Because everybody cleans, many employers don't regard the task as requiring any special skills, but this couldn't be further from the truth. Cleaning techniques, attention to detail, health and safety, and process need to be learned—they're not a given.

Knowledge breeds confidence, and training your staff to work quickly, efficiently, and effectively will reduce resistance to the task.

Elon Musk describes tools as the building blocks of progress, while Benjamin Franklin maintained that the right tools make all the difference in the world. Few would disagree that one can accomplish almost anything with the right tools.

Giving staff a mop, a couple of rags, and a spray bottle does not equip them to do the job effectively, never mind making the task easier and quicker, which, in turn, leads to resistance.
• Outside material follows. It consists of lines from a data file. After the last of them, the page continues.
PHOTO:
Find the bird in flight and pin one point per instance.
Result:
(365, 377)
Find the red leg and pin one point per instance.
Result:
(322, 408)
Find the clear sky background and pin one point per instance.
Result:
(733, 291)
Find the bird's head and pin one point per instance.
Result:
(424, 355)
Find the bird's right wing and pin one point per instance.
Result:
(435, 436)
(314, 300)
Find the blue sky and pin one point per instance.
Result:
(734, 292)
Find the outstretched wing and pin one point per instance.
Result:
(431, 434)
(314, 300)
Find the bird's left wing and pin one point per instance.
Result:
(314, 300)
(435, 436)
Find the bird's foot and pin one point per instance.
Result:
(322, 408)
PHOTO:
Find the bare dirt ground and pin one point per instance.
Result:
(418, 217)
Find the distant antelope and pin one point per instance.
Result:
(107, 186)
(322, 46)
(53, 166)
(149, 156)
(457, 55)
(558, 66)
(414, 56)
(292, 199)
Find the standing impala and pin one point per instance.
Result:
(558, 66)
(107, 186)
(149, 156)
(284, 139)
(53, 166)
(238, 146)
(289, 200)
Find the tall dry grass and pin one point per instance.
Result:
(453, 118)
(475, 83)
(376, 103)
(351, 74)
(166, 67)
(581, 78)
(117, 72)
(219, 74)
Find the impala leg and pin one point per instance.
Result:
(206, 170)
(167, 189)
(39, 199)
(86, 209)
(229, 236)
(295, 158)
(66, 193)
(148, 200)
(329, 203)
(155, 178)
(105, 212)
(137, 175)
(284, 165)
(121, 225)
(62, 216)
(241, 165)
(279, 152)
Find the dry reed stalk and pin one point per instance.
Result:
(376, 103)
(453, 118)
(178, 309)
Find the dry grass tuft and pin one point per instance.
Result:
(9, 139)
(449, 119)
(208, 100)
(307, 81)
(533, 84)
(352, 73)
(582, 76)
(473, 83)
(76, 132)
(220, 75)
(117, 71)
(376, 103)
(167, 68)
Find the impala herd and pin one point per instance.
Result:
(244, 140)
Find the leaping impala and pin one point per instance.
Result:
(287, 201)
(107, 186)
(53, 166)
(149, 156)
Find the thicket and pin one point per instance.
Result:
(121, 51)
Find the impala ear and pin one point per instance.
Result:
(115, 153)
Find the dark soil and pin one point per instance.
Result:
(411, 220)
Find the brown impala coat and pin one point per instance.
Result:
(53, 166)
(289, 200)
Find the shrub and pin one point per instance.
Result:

Equip your staff for success with some cleaning essentials:

Microfibre cloths, or wet wipes, e.g., Rubbermaid Microfibre light commercial cloth, Sorb-X Green Wipeouts, and Pod Petite Wipes.
Spray bottles with high-quality cleaning products, e.g., BioProtect Surface Spray Disinfectant or the 3-in-1 ISO Pro3 water-based cleaner, sanitiser, and antimicrobial protectant.
Easy to manage and use mops, e.g., Rubbermaid HYGEN™ Pulse Mopping Kit and Caddy.
Vacuum cleaner, e.g., Nilfisk or Numatic.
Gloves, e.g., Hytec Natural Latex Gloves powder-free or, for the more environmentally conscious, the Hytec Nitrile glove range.
A good scrubbing brush, e.g., Rubbermaid Reveal Power Scrubber.
Cleaning cart, e.g., Rubbermaid SLIM JIM® Single Steam Cleaning Cart Kit.

Ensure you organise the cleaning tools and products, so they are easy to access and store away. The aim is to make cleaning as easy as possible.

Proper equipment, effective cleaning consumables, and comprehensive training will equip staff with the necessary tools and knowledge to efficiently tackle cleaning tasks in high-traffic areas, as well helping to considerably reduce their reluctance to taking on cleaning tasks.